Yeah. It wasn't much of a reassurance, if she was being honest, but it also wasn't one that was important right now. Maybe plants couldn't leave, but the plants weren't what was important. She'd still had to leave what she'd built in their previous home, despite what was still there, and if things went badly here then she'd be forced to start over again. Life didn't really come in constants.

Thanks, mom. While this conversation hadn't exactly unlocked the secret to immediate happiness, she felt way better just having a way forward and something to try. She'd been stuck in the same rut for so long that she hadn't been sure how to drag herself out. This was a start.

I know you were going to eat. But this helps. She'd let Towhee get back to it, if she wanted to. And maybe later she'd check out wherever this oasis was. Get a sense for what exactly she was working with and how much she had her work cut out for her.


RE: For me to walk away - Towhee - August 10, 2022

“But this helps,” made Towhee feel like maybe she hadn’t bungled this too badly. She was no counselor, though she tried to be a good mom… and a decent sounding board, despite being unable to hear a word Fennec said.

Good, she answered simply, admitting, I am hungry. And you should go get a headstart on your gardening.

Towhee licked her lips, thinking she would grab that bite and then head out on patrol. She was glad the conversation had helped her daughter, though it had put some weight on the older woman’s shoulders that she needed some time to unpack and process.

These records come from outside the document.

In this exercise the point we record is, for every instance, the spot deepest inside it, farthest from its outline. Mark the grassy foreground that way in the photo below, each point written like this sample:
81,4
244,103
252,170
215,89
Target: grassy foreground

RE: For me to walk away - Fennec - August 10, 2022

Yeah. In a little bit. Fennec was wiped after this. Physically she was probably fine to get started, but mentally she needed to go take a moment and chill. Talking it through had done some on its own to sort out the mess she'd been, but it was the suggestion that really did it for her. In the short term, spilling to others could help, but it never actually lasted once the problems came back.

She gave her mom a grateful nudge, then left her to it. It didn't occur to Fennec that the conversation would have much of an effect on Towhee. She was just thankful, for maybe the first time, that she'd decided to come back. She always seemed to let herself forget what it felt like, having someone in her corner and rooting for her.